In Columbus, Nationwide Realty Investors has constructed the 75-acre, $1 billion Arena District, with an N.H.L. arena (home to the Blue Jackets), surrounded by 1,030 apartments, 2 million square feet of commercial space for 80 businesses, a minor-league baseball stadium, restaurants and stores. And in Detroit, the $863-million, 19,500-seat Little Caesar’s Arena, home to both the Pistons and the Red Wings, opened last summer in amid the 50-block District Detroit, a $1.2 billion mixed-use neighborhood.
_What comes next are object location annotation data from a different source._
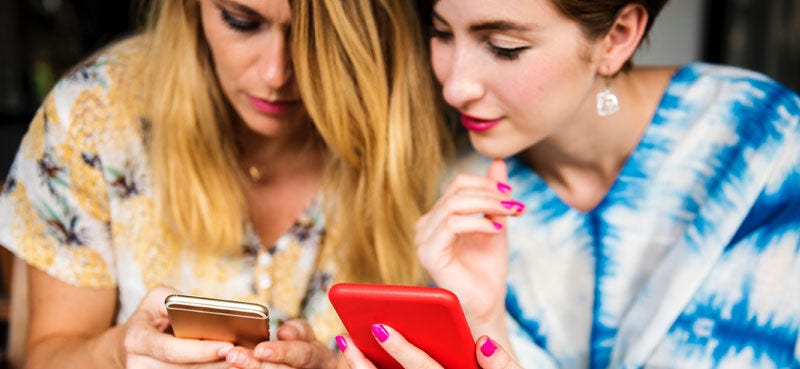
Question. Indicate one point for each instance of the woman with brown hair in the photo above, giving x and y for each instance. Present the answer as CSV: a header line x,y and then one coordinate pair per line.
x,y
195,155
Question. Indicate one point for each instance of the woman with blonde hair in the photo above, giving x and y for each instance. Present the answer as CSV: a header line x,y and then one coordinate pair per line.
x,y
195,155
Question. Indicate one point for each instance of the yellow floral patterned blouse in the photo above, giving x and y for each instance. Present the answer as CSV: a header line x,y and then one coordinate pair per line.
x,y
78,204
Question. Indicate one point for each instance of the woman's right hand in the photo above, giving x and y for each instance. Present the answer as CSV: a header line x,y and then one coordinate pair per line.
x,y
73,327
489,354
145,344
462,243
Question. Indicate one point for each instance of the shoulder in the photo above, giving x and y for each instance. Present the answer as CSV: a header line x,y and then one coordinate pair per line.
x,y
749,104
102,91
739,88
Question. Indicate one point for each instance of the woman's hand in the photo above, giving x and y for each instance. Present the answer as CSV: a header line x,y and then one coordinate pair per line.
x,y
488,353
297,347
462,243
72,327
146,345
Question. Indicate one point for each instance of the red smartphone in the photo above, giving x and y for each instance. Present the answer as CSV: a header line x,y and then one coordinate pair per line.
x,y
428,317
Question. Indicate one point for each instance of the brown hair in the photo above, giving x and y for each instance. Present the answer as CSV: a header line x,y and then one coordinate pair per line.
x,y
596,17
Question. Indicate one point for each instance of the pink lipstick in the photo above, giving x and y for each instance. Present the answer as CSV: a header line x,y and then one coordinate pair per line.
x,y
271,107
477,124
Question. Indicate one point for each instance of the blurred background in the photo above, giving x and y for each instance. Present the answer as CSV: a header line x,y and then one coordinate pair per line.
x,y
41,39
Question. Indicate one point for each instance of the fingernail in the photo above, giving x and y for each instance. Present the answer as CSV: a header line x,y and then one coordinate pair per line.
x,y
513,204
341,343
503,188
380,332
262,353
223,351
488,347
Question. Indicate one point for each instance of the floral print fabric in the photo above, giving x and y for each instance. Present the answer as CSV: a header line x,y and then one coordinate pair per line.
x,y
692,260
78,205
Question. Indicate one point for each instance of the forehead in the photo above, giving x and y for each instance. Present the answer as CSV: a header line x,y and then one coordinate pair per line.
x,y
534,12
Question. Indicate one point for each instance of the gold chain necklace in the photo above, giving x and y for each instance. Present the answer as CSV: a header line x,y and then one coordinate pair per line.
x,y
254,173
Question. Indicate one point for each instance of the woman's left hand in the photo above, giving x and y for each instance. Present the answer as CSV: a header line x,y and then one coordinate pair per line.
x,y
489,354
296,347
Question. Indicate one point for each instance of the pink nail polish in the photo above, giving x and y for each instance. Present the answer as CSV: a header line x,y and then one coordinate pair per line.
x,y
512,205
488,347
341,343
503,188
380,332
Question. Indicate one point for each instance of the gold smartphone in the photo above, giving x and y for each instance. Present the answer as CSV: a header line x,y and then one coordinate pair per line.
x,y
243,323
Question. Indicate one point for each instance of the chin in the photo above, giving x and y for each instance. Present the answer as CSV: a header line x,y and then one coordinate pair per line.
x,y
494,149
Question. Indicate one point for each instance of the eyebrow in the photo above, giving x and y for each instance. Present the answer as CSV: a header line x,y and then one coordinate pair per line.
x,y
239,7
495,25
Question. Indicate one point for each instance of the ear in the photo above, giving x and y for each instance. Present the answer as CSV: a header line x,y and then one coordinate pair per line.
x,y
622,39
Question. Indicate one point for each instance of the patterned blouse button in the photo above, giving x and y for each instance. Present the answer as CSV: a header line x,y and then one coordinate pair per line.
x,y
265,282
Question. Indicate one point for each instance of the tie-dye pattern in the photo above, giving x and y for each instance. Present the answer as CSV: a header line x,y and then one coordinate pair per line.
x,y
79,204
692,260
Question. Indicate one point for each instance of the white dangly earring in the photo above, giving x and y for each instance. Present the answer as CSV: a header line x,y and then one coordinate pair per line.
x,y
607,102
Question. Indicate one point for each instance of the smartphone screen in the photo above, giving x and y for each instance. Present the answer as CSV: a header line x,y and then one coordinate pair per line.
x,y
429,318
242,323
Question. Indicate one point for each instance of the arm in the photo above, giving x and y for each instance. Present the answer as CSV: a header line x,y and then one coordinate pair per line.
x,y
488,353
468,254
296,347
71,327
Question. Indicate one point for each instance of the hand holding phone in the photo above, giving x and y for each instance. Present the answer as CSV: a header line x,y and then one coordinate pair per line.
x,y
242,323
429,318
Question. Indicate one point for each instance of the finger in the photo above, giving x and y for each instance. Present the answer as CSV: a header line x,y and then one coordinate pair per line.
x,y
437,248
498,171
408,355
492,356
296,329
148,362
352,355
296,354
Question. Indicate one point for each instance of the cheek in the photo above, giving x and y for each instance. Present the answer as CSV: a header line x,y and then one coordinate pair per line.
x,y
440,60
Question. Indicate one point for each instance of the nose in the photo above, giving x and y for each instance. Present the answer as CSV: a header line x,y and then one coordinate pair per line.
x,y
275,66
461,80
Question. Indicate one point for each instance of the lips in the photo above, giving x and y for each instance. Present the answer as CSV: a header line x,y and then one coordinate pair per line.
x,y
272,107
478,124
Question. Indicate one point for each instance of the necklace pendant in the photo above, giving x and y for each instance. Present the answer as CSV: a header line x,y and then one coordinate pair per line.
x,y
254,173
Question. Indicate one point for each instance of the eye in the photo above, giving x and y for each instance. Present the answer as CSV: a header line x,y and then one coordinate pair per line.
x,y
440,34
505,53
238,24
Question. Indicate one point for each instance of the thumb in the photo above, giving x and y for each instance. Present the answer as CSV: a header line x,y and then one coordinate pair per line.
x,y
498,171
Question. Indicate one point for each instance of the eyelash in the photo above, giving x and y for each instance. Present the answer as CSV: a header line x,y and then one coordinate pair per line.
x,y
499,52
237,24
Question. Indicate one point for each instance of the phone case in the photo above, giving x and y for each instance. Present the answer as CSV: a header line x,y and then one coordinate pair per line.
x,y
242,323
428,317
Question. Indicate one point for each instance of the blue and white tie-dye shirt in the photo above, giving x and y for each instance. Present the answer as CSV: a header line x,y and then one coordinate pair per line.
x,y
692,260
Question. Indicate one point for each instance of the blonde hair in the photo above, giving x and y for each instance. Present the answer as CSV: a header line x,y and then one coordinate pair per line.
x,y
192,134
364,76
363,72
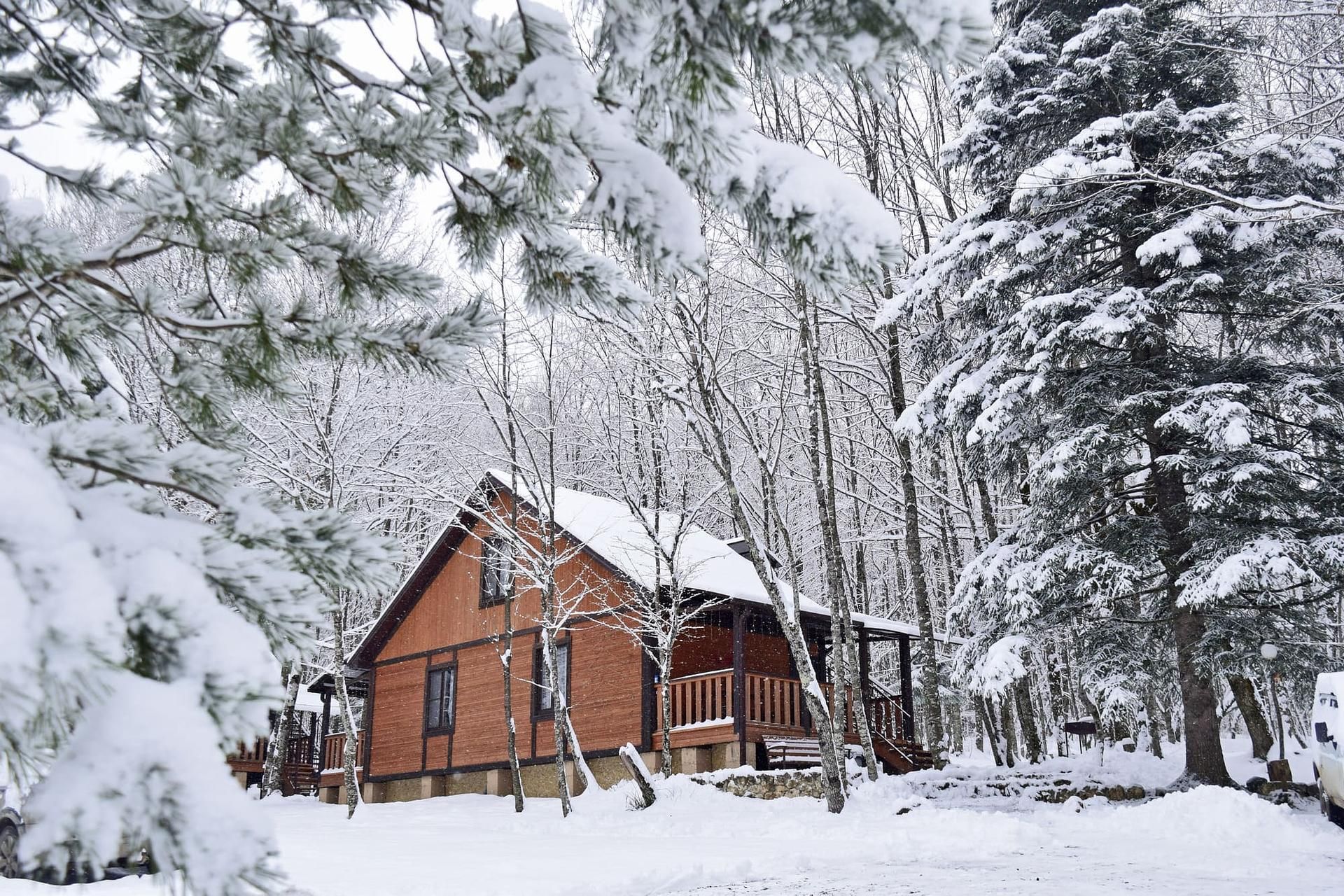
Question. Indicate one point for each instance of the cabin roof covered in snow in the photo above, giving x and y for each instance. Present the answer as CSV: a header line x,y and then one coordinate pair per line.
x,y
613,532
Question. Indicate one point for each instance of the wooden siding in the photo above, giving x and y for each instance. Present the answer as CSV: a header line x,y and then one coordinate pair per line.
x,y
448,625
398,729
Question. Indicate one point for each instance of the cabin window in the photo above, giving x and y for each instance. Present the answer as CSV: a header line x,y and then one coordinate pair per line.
x,y
440,692
496,571
545,701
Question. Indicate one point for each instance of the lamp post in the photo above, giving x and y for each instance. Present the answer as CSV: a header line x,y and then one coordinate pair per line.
x,y
1270,652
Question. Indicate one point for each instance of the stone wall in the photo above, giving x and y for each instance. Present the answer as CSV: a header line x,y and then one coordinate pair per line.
x,y
766,785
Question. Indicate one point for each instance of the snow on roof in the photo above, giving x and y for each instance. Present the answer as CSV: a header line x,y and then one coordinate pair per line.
x,y
307,700
612,531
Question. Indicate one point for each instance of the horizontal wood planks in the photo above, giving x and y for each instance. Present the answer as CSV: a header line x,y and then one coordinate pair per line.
x,y
448,625
398,726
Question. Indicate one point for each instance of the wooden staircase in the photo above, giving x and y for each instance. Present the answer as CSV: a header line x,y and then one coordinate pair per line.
x,y
901,757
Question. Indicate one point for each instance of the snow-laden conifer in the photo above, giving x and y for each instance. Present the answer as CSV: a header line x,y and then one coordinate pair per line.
x,y
147,594
1139,327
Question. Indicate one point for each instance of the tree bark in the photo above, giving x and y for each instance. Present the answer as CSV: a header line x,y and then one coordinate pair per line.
x,y
1008,734
273,773
1256,723
1205,763
1027,719
1156,729
914,555
986,708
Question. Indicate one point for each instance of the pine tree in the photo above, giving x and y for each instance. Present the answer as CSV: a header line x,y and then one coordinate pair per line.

If there is particularly good model for what’s happening…it can probably be found in Kansas City and the city’s Power and Light District. The $1 billion, 12-block district features a 150,000-square-foot covered plaza, more than 50 restaurants and taverns and hundreds of market-rate apartments. It opened in 2007 next to the city’s publicly financed $263 million, 18,500-seat Sprint Center, which, though it does not host a professional team, has been frequently used as a site for college basketball games, including regional rounds of the annual NCAA tournament.
A decade later, the Power and Light District…is credited with being a leader in sports-focused mixed-use development… and is cited by city officials as the primary reason that a 2.5-mile, $102 million downtown streetcar line in the city center started in 2016. Thousands of new apartments opened, the downtown population increased to 30,000 from 8,000, and city tax revenue soared.